Little Yurt on the Steppe

On the road to Cyberia I took a wrong turn and ended up on the Great Eastern Plains. Fortunately, a group of Khalkha nomads took me in and taught me the secrets of life on the steppe. Now, I sit in my yurt, eating mutton dumplings and drinking a weak milk tea as I recount my tales of this Mongolian life.

pondělí, března 8

You Dub

It looks like I'm going to be a Husky.

I finally got some good news this evening, when I received a call from Professor James Felak, informing me that I have been accepted into the Ph.D. program at the University of Washington in Seattle.

That's right, I'm going to be a professional student.

Phew. That's a relief.

Nothing's written in stone yet. I still haven't heard from Columbia (though I'm expecting the worst) or Indiana (which would have to come up with a really sweet and lucrative offer for me to willingly forgo life in Seattle or New York for six-plus years in Bloomington, Ind.). But at the moment UW is far and away the front-runner.

What's really great is that Professor Felak called to tell me. Not just the nicety of it, mind you. But as a general rule, when schools call to inform applicants of acceptance, it indicates that they really want the candidate to come to their program. Graduate admissions is a highly competitive field in both respects. There are a lot of highly qualified prospective students vying for an insufficient number of spots, but then there are also the schools trying to woo top students away from other elite universities.

The paradox of this is that while I wasn't deemed worthy of admission to Stanford, Berkeley or Michigan, I've still got at least Washington in hot pursuit of me.

Professor Felak called in part because he wanted to let me know I had been accepted. ("You're definitely in," were roughly his exact words.) But he also wanted to inform me that he was trying to get me some decent funding. Evidently I'm an alternate or in consideration for at least two or three fellowships. One that would be especially nice is for four years off the bat, for a respectable stipend, plus tuition and benefits. I could go for that. There are others of differing lengths and dollars, but the upshot is that it seems he and the department are going to do their damnedest to get me enough money to make me able to go to the UW and to want to go there.

I'm down with that.

Mainly, it's just a tremendous weight lifted from my shoulders. On the one hand, I no longer have to ponder the very bleak (and what for the past week has seemed like a very possible) scenario in which I get shut out of every grad school I applied to, trying to recover from a pretty severe blow and left to pick up the pieces and try to figure out what I do with my life now. On the other hand, I can relax, smile and keep trying to let sink in the fact that I have been accepted to a Ph.D. program in Eastern European history. And at a damn fine school, no less. Yeah, I'm exceedingly jazzed. Just thinking about that -- relishing it -- has me feeling all wound up with adrenaline again, reliving that sensation of numb induced by giddiness.

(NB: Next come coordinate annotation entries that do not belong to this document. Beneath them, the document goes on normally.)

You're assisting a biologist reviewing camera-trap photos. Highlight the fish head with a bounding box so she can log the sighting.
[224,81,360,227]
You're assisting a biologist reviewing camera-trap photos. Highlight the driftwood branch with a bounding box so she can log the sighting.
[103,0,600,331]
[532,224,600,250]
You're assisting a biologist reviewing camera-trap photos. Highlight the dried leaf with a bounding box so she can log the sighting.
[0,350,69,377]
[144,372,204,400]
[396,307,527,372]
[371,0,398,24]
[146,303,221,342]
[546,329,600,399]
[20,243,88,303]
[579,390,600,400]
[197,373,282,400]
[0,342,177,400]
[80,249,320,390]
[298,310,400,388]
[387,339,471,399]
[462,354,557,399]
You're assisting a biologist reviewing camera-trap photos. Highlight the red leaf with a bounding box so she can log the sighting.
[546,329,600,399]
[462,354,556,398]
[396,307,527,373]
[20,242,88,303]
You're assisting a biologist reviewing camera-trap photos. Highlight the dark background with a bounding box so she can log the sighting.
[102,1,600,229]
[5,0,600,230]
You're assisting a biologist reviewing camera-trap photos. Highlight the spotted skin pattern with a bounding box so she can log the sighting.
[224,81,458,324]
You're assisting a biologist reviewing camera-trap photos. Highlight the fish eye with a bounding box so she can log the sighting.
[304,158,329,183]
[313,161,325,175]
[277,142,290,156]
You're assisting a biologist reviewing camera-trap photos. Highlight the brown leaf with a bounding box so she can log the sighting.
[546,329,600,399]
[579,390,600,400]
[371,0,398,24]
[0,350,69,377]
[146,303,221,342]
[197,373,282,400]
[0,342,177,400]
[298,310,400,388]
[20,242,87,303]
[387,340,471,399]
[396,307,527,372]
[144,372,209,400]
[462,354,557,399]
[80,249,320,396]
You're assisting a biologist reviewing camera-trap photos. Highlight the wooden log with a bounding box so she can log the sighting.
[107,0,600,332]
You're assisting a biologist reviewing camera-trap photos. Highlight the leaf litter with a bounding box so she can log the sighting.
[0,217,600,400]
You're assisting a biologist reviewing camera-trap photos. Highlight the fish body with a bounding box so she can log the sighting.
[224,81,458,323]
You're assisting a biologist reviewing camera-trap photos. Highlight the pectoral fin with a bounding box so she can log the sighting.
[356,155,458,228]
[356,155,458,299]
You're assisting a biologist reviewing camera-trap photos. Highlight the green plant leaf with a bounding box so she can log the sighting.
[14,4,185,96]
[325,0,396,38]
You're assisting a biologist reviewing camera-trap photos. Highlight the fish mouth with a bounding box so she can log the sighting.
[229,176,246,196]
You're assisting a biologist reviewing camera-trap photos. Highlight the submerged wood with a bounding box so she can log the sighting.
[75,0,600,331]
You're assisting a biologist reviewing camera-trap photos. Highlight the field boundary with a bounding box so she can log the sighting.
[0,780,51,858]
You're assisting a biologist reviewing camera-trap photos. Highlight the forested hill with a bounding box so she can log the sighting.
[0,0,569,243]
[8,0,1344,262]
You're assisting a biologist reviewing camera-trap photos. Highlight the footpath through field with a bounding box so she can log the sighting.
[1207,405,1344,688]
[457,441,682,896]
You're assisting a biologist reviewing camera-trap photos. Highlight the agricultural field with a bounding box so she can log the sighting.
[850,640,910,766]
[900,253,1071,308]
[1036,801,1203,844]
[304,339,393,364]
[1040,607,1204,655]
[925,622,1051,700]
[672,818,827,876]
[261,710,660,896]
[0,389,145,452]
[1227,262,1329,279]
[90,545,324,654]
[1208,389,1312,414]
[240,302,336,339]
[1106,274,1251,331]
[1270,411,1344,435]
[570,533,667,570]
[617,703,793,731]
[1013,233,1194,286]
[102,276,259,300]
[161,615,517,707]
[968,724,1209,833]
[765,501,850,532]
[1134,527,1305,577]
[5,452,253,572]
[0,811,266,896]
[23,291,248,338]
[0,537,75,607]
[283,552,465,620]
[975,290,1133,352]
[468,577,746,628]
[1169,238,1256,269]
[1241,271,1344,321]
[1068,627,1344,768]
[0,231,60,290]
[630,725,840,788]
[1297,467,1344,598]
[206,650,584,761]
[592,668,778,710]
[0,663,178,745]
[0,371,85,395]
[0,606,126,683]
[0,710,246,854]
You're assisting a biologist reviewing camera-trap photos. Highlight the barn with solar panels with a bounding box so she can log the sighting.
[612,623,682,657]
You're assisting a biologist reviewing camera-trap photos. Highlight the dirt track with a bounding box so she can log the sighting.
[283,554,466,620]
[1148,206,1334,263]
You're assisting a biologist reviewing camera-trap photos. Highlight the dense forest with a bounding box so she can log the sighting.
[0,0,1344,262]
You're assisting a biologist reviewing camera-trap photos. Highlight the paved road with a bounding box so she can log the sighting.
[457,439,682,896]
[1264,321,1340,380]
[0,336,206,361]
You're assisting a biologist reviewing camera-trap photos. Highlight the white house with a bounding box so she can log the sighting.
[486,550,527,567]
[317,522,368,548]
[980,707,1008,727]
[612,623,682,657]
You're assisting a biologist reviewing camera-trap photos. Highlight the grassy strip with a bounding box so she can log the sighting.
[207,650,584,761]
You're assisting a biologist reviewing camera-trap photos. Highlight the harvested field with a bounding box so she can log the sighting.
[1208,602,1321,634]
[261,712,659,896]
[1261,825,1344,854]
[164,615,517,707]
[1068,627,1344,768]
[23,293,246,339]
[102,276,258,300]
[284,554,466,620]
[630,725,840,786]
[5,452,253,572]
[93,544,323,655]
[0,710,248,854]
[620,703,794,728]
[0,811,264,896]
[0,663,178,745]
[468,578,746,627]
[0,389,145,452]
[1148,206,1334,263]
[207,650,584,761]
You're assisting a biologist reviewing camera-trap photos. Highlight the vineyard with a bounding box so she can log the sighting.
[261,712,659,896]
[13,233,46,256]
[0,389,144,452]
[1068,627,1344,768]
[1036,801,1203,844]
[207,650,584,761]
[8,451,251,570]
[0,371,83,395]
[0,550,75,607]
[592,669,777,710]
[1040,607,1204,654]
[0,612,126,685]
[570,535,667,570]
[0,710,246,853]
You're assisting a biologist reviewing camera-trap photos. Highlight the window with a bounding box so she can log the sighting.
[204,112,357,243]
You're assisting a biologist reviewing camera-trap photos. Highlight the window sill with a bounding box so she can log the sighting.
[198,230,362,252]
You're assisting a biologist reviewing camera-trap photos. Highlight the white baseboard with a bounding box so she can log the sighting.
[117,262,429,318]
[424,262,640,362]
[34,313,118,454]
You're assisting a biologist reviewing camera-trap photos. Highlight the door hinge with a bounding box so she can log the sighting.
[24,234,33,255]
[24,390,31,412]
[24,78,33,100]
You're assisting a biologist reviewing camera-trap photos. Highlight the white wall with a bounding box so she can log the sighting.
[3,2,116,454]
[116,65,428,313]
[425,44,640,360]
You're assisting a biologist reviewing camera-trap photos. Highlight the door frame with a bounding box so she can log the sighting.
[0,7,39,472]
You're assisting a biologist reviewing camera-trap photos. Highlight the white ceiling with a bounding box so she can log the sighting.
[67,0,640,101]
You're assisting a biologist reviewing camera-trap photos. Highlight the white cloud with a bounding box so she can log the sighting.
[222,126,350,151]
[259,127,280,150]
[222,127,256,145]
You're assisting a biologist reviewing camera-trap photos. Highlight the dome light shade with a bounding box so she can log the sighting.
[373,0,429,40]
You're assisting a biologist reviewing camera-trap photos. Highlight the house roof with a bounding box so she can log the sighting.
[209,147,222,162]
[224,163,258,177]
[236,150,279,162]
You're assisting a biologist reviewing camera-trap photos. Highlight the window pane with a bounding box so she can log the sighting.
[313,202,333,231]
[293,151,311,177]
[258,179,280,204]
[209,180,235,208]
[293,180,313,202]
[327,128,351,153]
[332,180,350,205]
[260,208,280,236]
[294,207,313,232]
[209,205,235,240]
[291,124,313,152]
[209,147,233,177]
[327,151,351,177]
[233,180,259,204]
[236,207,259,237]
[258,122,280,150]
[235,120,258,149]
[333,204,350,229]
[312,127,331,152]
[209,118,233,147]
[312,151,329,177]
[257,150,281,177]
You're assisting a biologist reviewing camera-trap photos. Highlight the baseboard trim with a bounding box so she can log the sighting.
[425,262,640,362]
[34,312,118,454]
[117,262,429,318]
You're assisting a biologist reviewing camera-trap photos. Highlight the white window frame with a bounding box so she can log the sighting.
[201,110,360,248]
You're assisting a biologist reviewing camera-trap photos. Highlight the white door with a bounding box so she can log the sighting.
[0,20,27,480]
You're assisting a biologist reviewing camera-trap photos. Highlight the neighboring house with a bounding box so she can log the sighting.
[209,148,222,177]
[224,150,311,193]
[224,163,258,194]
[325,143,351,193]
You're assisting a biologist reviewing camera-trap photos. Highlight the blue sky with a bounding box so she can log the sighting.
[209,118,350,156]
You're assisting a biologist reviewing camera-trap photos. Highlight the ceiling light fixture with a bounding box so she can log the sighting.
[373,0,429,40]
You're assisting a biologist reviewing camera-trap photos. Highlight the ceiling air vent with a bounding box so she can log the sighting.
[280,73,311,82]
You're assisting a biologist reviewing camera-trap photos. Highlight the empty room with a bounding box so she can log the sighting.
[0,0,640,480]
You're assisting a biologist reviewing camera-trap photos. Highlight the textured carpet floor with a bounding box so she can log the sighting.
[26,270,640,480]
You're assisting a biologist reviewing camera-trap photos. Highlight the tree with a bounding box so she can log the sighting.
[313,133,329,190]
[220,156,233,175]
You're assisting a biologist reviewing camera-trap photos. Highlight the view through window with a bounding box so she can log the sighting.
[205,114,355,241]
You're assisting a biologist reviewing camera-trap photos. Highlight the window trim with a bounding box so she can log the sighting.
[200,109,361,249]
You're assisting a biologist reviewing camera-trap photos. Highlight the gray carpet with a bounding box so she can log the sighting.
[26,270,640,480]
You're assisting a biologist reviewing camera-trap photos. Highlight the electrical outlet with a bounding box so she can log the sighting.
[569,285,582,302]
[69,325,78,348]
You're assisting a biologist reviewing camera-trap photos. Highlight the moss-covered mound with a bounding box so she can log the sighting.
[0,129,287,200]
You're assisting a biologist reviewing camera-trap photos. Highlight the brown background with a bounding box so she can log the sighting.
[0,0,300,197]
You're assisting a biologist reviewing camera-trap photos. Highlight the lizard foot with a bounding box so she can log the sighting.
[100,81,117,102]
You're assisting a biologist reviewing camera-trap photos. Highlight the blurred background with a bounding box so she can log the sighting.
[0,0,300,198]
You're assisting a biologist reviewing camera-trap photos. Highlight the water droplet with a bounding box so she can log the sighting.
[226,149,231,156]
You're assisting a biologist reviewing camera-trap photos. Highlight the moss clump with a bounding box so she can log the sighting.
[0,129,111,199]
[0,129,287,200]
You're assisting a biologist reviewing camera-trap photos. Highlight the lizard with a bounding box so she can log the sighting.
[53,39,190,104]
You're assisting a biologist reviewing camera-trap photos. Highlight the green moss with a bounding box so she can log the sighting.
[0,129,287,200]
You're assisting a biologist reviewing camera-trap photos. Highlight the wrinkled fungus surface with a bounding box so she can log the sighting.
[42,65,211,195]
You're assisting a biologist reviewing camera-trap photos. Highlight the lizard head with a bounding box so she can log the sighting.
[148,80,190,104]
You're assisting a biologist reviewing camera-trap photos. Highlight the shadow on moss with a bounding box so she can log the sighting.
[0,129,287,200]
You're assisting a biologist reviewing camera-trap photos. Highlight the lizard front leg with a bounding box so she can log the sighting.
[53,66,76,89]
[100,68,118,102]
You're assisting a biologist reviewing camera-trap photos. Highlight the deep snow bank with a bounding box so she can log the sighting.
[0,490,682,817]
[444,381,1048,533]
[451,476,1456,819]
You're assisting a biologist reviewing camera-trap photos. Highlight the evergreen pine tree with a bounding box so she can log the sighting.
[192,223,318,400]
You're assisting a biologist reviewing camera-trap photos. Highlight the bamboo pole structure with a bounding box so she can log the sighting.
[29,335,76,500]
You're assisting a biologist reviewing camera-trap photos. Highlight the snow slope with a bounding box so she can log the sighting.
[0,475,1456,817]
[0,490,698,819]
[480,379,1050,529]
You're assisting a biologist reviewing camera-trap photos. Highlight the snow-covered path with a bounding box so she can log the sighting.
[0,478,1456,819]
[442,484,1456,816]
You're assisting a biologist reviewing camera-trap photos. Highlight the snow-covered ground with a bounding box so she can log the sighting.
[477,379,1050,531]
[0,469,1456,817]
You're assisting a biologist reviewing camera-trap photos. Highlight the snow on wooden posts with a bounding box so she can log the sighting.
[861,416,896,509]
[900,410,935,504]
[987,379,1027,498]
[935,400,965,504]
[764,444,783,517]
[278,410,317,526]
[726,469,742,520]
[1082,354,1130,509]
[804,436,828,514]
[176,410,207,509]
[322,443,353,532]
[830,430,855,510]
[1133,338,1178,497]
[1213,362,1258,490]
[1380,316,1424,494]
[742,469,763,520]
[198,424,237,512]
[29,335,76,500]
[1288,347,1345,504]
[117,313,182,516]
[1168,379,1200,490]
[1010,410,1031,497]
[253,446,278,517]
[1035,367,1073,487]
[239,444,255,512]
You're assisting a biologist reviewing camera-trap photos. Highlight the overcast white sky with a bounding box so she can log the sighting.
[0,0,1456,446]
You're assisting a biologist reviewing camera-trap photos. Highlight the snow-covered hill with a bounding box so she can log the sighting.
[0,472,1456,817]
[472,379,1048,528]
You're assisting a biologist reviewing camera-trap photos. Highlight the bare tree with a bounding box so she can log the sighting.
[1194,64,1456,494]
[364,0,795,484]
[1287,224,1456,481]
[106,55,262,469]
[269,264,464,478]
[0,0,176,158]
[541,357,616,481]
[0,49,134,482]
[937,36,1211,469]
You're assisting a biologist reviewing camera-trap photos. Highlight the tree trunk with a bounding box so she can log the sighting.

In the meantime, I get to continue entertaining this dream to become a professor of Eastern European history, with the knowledge that I am going to get a great shot at it now. I've toiled for four years as an undergrad, I've racked my brain filling out applications, I've sweated out the decision process. Now I get the privilege of starting all over, staring down six years or so of intensive labor and then the crapshoot that is the academic job market.

But having glimpsed and experienced enough of the alternative, having seen firsthand what it would be like to toil in some office or other job for forty years, I know I'll have the motivation and the drive to persevere.

Plus, it'll be pretty damn cool to some day be able to add those three letters to my signature. Even if it is pretentious and I'm too laid back to use them as a matter of course.